Manitoba lone holdout on federal pot tax plan

Manitoba is the only province not joining in on a federal-provincial agreement to share the tax revenue from legalized cannabis.

Province needs more time to decide whether to join federal agreement, Finance Minister says

Manitoba Finance Minister Cameron Friesen talks to media in Ottawa Monday. (CBC)

Manitoba is the only province not signing on to a federal-provincial agreement to share the tax revenue from legalized cannabis.

Provincial and territorial ministers met with the federal government in Ottawa Monday to talk about what share of the pot tax revenue should go to the provinces.

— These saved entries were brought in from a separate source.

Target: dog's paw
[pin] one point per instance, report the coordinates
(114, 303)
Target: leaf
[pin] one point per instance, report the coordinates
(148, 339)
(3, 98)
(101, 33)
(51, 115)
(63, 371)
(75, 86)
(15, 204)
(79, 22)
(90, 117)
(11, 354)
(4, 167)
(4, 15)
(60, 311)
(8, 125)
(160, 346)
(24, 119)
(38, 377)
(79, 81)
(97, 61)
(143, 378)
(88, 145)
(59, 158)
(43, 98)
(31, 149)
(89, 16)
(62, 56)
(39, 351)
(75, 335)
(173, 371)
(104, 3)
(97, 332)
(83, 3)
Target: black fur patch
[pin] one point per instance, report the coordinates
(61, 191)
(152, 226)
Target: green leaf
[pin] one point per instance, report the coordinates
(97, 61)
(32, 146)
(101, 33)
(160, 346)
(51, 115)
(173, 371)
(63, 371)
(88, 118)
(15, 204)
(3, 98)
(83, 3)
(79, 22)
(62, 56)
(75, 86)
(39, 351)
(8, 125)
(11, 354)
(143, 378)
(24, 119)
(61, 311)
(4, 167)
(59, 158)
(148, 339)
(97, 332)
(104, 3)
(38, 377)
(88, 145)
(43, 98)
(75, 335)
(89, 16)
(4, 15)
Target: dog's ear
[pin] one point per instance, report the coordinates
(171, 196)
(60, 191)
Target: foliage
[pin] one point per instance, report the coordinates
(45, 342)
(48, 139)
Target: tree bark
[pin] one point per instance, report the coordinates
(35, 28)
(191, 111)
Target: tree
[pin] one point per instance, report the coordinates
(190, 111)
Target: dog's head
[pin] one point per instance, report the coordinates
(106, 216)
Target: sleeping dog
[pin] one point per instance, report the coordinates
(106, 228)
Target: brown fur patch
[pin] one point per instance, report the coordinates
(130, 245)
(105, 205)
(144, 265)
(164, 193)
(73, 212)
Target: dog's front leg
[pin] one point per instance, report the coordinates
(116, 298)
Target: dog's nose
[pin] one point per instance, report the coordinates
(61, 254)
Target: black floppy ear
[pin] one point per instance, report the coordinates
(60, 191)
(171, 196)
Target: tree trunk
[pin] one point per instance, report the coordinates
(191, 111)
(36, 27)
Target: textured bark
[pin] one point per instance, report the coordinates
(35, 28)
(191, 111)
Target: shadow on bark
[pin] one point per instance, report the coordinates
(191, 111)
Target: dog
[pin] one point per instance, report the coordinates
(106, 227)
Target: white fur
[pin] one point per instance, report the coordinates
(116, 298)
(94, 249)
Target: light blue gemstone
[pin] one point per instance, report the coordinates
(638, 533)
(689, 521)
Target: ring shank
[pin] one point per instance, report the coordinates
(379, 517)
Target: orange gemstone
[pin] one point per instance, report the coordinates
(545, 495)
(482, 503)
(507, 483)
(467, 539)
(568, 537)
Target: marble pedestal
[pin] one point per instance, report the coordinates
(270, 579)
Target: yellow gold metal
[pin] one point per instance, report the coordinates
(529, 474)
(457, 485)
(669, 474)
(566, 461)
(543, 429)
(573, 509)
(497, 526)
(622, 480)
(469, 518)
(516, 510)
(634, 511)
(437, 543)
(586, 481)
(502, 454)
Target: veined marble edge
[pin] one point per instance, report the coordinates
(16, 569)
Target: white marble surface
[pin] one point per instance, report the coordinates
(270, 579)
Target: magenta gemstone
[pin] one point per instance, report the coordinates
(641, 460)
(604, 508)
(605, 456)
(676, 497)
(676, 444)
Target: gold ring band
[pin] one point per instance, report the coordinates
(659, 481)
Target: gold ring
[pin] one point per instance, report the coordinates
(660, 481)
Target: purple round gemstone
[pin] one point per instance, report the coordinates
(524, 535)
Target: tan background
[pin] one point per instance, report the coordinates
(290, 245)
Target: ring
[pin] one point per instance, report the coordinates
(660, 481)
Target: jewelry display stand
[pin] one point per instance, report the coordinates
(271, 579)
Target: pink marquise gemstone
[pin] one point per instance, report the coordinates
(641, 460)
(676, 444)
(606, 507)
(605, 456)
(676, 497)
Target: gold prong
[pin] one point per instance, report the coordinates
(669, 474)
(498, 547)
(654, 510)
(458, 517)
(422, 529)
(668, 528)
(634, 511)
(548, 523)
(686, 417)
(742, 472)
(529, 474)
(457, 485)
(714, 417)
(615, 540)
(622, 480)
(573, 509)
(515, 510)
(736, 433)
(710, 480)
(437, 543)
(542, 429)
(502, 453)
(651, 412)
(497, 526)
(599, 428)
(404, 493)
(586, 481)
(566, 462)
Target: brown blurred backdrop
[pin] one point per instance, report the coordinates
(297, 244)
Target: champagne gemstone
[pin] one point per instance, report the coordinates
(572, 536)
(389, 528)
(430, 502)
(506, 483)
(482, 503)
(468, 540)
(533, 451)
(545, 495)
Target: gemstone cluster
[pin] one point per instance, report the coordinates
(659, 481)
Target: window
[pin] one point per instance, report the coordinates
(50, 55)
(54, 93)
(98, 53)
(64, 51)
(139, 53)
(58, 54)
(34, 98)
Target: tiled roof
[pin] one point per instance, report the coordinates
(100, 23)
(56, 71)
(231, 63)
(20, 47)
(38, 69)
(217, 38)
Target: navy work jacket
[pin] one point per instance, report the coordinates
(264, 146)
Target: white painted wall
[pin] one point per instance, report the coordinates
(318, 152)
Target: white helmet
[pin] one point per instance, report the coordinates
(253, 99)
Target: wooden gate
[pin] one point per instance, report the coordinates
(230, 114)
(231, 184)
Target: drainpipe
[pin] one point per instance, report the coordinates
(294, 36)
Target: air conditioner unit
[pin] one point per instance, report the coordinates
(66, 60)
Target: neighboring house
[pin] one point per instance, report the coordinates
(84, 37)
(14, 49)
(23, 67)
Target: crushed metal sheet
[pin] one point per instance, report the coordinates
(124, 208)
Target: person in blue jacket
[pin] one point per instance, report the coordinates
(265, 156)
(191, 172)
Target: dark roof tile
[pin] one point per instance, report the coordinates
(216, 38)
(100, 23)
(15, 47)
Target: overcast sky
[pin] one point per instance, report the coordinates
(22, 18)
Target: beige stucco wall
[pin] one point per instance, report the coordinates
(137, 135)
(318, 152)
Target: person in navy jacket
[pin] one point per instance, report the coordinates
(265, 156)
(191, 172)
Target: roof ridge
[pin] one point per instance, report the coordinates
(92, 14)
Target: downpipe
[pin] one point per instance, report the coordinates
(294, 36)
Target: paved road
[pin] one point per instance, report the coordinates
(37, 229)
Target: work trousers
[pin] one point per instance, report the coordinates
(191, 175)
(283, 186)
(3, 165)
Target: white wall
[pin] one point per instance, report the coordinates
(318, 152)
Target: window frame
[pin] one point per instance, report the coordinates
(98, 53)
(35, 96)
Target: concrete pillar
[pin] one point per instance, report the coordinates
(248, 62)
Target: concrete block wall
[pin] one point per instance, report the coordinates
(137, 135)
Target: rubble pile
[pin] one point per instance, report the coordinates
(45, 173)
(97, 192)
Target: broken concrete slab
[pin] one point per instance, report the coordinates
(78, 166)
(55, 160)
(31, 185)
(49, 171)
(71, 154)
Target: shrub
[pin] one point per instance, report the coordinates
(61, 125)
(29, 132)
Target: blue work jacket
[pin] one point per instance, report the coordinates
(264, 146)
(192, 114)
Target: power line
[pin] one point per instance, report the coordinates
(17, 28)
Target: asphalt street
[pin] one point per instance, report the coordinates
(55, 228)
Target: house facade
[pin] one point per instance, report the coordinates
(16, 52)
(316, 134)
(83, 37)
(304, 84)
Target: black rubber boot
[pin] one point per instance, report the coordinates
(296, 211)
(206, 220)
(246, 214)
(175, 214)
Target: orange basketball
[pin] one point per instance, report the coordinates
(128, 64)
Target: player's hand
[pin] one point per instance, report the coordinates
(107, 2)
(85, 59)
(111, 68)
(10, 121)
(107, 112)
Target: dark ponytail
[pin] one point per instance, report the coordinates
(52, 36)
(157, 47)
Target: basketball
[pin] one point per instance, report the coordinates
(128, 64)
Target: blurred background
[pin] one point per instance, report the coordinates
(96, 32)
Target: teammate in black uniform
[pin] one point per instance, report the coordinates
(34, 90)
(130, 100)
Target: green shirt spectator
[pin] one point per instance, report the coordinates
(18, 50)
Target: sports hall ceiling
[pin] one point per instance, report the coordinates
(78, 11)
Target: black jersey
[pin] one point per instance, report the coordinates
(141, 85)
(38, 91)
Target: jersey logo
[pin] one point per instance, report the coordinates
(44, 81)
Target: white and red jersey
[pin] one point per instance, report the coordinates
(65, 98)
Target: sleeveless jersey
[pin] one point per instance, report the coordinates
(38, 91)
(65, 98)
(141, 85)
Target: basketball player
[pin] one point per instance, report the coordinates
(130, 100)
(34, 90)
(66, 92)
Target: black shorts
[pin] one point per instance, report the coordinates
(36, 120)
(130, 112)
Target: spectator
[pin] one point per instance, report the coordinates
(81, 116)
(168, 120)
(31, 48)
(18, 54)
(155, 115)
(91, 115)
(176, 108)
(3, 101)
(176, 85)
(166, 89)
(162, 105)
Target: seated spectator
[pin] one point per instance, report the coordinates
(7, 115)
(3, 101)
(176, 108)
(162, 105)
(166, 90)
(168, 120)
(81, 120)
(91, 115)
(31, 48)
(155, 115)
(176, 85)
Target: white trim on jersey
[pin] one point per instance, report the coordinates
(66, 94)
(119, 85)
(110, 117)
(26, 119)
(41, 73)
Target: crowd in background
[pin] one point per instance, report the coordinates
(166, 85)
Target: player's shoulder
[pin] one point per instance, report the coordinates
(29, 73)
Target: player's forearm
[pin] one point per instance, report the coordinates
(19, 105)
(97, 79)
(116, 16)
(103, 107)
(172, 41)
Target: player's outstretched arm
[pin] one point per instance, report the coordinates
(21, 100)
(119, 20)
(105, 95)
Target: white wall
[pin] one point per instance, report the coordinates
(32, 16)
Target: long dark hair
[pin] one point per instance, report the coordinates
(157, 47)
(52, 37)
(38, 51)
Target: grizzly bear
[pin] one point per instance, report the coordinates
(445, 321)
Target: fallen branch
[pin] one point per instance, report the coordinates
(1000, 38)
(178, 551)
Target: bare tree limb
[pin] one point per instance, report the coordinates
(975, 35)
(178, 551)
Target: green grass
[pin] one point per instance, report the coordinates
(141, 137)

The federal government and 12 out of 13 provinces and territories signed an agreement to split the marijuana tax pot at least 75/25, up from the initial offer of 50/50.

Despite that increase, Manitoba Finance Minister Cameron Friesen says that's a "challenge" for the province.

He says the two levels of government agree on broad principles, but Manitoba needs more time to decide whether it would be better off under the federal framework or whether it should create its own framework.

"We know that this has never been about revenue generation, this is about the ability that we have to cover our costs. At that revenue-sharing agreement, it means we have more work to do," Friesen said. 

"We simply need more time now to go back to our jurisdiction to understand what this means."

He says this wouldn't affect the July 1 deadline for the sale of legalized marijuana in Manitoba.

In anticipation of legalization, the federal Liberal government — which has long insisted its plans were never about the money, but about keeping pot away from kids — has proposed an excise tax of $1 per gram or 10 per cent of the final retail price, whichever is higher.

Manitoba weighing options

Before the meeting, Friesen said the federal government isn't playing fair over pot proceeds and provinces deserve a bigger share of the dividends, because they shoulder most of the risks and responsibilities.

"Risks and responsibilities in areas like roadside policing and justice, health and mental health regulations" are provincial roles, he said.

Speaking to reporters after the agreement was announced, Friesen said there are still many unknown costs associated with legalized cannabis.

"I can tell you that in this room today, there wasn't a single provincial or territorial finance minister who was able to say with any certainty what the costs will be when the legalization of cannabis hits us."

Friesen also said the short deadline for implementing legalized cannabis adds additional costs to the provinces.

Manitoba would still have flexibility to set up its taxation framework if it signs on to the federal agreement, but a provincial framework would offer more freedom, Friesen said. 

The province also needs more information about how the federal government plans to use its share of the revenue from the marijuana tax, as well as the GST that will also be applied pot sales, he said. Issues such border security and the impact on cross-border trade remain to be discussed, he said.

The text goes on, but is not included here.